Philosophical Multicore

Sometimes controversial, sometimes fallacious, sometimes thought-provoking, and always fun.

The New Keyboard Layout Project (NKLP)

Posted by Michael Dickens on December 9, 2008


Right now I am expanding my corpus. If anyone else has big blocks of text, like a bunch of stuff they typed on their computer, send it to me at Tell me what’s in it (like, emails, computer programs, business letters) so I don’t have to read it. (For confidentiality reasons, and for my convenience.)

I’m trying to get my corpus up to 10,000 pages, because I think that’s enough to have a really good variety of text. Right now I have about 3000.

I have about 11,000 pages in my corpus. However, I only have about 1000 pages of casual text, an I’d like about 3000. I’d also like about 1000 pages of news, and only have about 400. But I’m close to being done. (Collecting news is just so tedious, though.)

I just realized that Carpalx has a good corpus that’s free. It doesn’t have everything that I want, but it has a lot of books and programming code.

VvV from wanted to make an evolutionary algorithm for non-latin letters. I don’t have any data for any languages other than English. But if I did, what languages could be done? I’ll look at the world’s most popular languages (from

1. Mandarin Chinese – 882 million
There are far too many characters in Chinese to make a keyboard layout.
2. Spanish – 325 million
3. English – 312-380 million
4. Arabic – 206-422 million
This could work.
5. Hindi – 181 million
This alphabet is also probably small enough.
6. Portuguese – 178 million
7. Bengali – 173 million
It looks kind of big, but it should work.
8. Russian – 146 million
9. Japanese – 128 million
Same deal as Chinese.
10. German – 96 million

Any comments you have relating to the NKLP should be posted here.


10 Responses to “The New Keyboard Layout Project (NKLP)”

  1. Phynnboi said


    If you’re unhappy with the results of your algorithm with a 1000 page corpus, you’re going go be even less happy with the results with a 10,000 page corpus.


    The first question one needs to answer before optimizing a keyboard layout is, “For what, specifically, am I optimizing this layout?”

    For instance, take the extreme: “I want my layout to be able to type any possible character sequence with the least possible effort.” In this case, your corpus would basically be a string of random characters. But then, every character will have the same frequency as every other character, so no layout will be any better than any other layout!

    To put it another way, there will quickly come a point in your corpus building where adding more text either has no significant effect on your layouts or actually makes them worse. Collecting a massive, varied corpus is, therefore, counter-productive.

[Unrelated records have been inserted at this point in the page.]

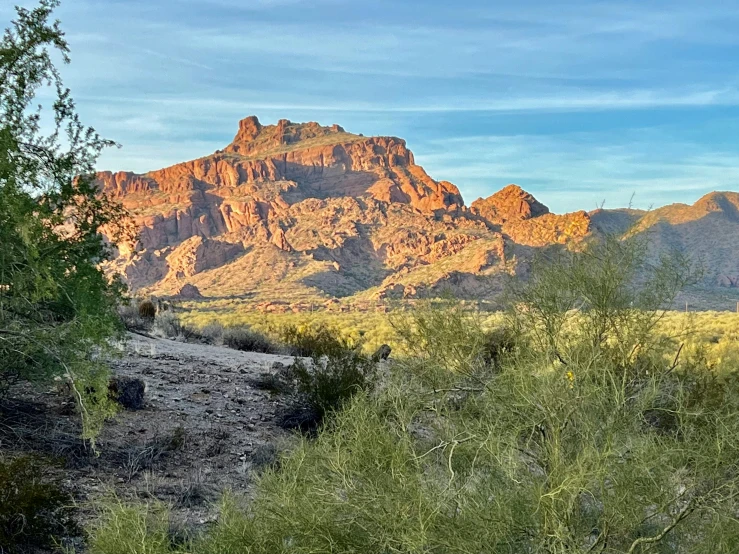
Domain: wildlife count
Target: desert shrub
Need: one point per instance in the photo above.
(57, 308)
(328, 381)
(248, 340)
(169, 325)
(573, 443)
(123, 528)
(316, 340)
(213, 332)
(35, 511)
(131, 318)
(147, 310)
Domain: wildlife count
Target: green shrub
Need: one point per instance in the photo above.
(131, 529)
(315, 340)
(248, 340)
(147, 310)
(35, 511)
(590, 435)
(328, 381)
(170, 326)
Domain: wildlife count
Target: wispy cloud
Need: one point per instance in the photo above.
(571, 99)
(582, 170)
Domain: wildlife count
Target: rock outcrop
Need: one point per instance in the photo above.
(304, 211)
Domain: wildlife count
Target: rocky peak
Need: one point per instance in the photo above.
(253, 138)
(511, 203)
(726, 202)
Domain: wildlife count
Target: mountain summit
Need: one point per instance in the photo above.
(299, 212)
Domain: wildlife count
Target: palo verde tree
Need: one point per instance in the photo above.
(57, 308)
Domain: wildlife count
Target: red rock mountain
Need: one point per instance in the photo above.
(299, 213)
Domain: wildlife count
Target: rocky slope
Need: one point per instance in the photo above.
(293, 213)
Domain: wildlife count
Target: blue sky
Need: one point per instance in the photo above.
(578, 102)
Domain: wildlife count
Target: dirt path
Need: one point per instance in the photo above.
(205, 427)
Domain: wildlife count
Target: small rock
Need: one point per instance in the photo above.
(382, 353)
(128, 392)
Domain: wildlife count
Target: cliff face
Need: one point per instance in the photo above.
(302, 211)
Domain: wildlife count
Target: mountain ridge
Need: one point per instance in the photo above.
(298, 211)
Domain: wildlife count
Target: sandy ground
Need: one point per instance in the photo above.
(205, 427)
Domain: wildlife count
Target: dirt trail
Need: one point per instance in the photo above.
(204, 427)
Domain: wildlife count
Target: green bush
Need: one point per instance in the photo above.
(57, 307)
(579, 431)
(35, 511)
(147, 310)
(132, 529)
(328, 381)
(316, 340)
(248, 340)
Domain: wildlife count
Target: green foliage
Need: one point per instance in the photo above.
(131, 529)
(57, 309)
(248, 340)
(147, 310)
(35, 512)
(316, 340)
(330, 380)
(604, 301)
(590, 434)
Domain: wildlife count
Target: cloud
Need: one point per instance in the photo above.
(581, 170)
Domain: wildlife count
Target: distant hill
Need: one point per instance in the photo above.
(297, 214)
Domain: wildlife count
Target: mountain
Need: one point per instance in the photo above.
(296, 213)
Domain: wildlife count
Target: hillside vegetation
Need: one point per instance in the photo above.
(574, 425)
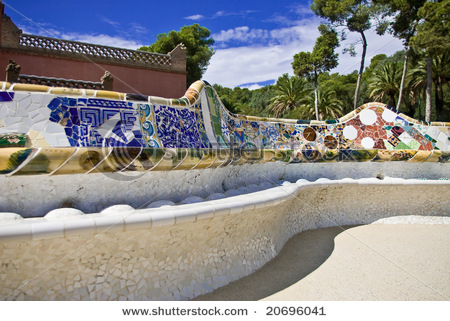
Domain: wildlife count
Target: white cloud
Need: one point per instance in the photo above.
(195, 17)
(243, 34)
(269, 53)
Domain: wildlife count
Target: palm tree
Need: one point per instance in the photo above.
(385, 82)
(330, 107)
(289, 91)
(440, 76)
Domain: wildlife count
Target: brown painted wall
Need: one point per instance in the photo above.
(126, 79)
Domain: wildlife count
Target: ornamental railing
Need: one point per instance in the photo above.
(97, 51)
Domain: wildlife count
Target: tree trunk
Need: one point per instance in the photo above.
(428, 91)
(402, 83)
(439, 100)
(316, 100)
(361, 69)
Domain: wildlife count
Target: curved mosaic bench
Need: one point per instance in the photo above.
(51, 137)
(180, 252)
(47, 130)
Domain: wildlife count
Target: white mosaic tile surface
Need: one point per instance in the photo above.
(177, 253)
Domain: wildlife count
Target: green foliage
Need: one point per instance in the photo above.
(329, 105)
(198, 45)
(384, 84)
(321, 59)
(289, 92)
(433, 34)
(405, 16)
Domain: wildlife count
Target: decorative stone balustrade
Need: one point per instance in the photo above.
(91, 50)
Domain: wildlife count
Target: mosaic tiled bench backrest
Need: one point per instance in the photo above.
(45, 130)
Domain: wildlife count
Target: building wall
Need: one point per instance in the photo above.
(130, 75)
(126, 78)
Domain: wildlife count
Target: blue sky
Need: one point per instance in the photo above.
(255, 40)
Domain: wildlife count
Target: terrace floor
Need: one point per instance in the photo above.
(386, 262)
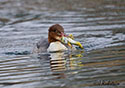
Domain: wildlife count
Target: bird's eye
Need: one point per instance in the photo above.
(54, 30)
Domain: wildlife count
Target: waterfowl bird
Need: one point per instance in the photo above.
(55, 41)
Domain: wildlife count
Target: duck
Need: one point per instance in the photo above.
(55, 41)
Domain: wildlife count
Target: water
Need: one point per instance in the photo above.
(98, 24)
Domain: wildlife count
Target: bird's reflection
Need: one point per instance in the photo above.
(62, 63)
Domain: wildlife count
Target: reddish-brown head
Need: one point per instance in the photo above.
(55, 33)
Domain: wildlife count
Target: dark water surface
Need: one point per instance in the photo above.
(98, 24)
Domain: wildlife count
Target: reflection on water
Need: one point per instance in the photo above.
(98, 24)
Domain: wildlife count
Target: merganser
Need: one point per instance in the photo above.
(57, 40)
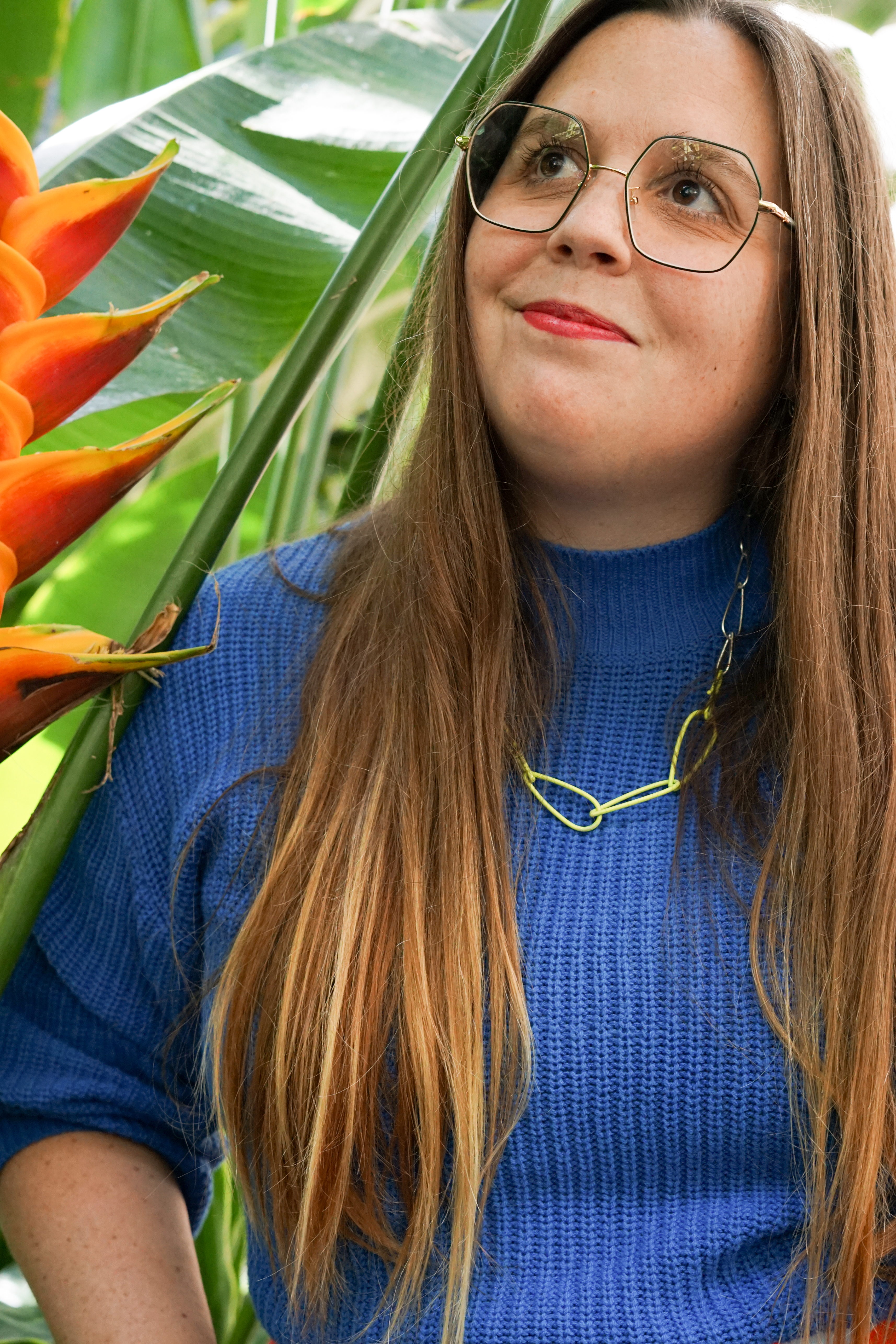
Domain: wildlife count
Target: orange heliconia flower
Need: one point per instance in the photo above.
(48, 670)
(49, 367)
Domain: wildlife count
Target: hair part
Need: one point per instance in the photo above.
(370, 1033)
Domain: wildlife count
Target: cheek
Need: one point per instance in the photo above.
(494, 260)
(731, 325)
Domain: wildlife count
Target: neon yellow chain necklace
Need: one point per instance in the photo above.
(661, 788)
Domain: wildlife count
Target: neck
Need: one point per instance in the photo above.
(621, 518)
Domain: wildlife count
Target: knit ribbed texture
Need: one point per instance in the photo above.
(649, 1194)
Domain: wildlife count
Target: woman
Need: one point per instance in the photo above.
(489, 1076)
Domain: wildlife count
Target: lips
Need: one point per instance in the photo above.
(573, 322)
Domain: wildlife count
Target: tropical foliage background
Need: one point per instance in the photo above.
(292, 118)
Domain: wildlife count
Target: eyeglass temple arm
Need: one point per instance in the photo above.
(778, 213)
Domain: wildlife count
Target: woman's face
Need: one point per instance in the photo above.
(632, 441)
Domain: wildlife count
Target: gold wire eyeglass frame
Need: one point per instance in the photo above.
(765, 206)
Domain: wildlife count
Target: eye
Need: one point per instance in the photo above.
(694, 195)
(554, 163)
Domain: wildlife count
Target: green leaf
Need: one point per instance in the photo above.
(221, 1276)
(29, 867)
(34, 34)
(284, 154)
(116, 50)
(23, 1326)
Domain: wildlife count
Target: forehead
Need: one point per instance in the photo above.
(643, 76)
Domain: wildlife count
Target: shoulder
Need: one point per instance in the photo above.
(234, 710)
(285, 585)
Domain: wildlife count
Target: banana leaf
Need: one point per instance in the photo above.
(283, 155)
(30, 863)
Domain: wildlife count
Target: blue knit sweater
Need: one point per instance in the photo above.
(649, 1194)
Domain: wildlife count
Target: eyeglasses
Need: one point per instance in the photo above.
(690, 204)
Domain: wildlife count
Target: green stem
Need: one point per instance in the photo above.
(396, 221)
(521, 33)
(311, 462)
(391, 396)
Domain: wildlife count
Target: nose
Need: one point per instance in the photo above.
(596, 229)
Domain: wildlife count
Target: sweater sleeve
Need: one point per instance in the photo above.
(101, 1023)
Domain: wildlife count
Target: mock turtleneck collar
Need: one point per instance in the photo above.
(661, 600)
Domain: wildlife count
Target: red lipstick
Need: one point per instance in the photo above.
(571, 320)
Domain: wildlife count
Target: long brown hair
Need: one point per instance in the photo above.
(381, 955)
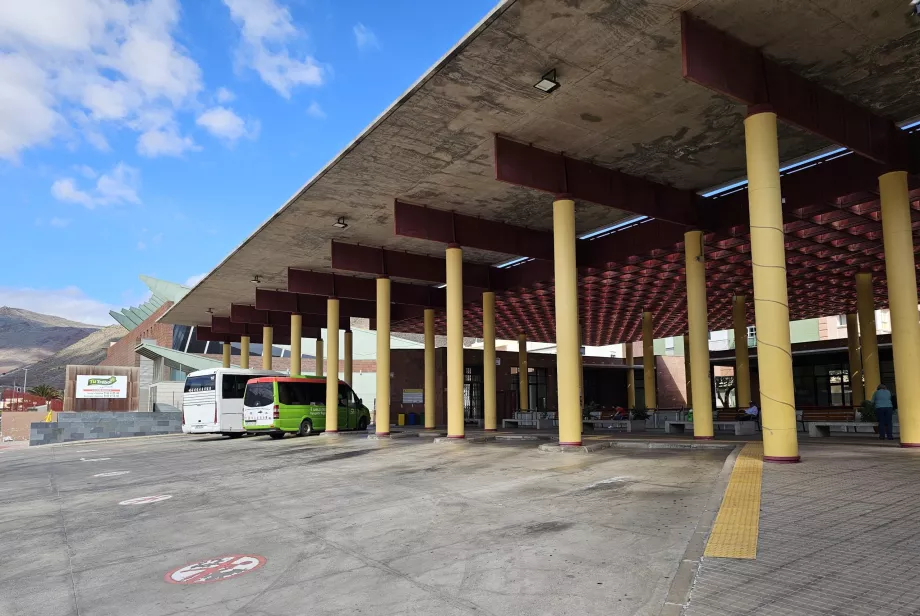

    For my “grow a layout” project, I set a pretty narrow goal: “I want a layout that makes it easy to type the kind of stuff I tend to type.” My corpus, then, was a few thousand of my most recent Usenet posts. After stripping out characters I didn’t care about, the corpus weighed in at around 500,000 characters; even that was probably overkill. I would recommend you do something similar–collect a bunch of your own text and use that as the corpus. You might be surprised how well the resultant layouts adapt to typing other modern English texts.

    (As for layouts for other languages, I have no clue. I don’t type anything other than English, so frankly don’t care. Let the people who actually use those languages optimize layouts for them. I know, I know–typical Imperialist American.)

  2. mtgap said

    Why would a longer corpus be less accurate? You need to have enough text to accurately represent the average of future texts that will be typed. The more text you get, the closer you are to this average.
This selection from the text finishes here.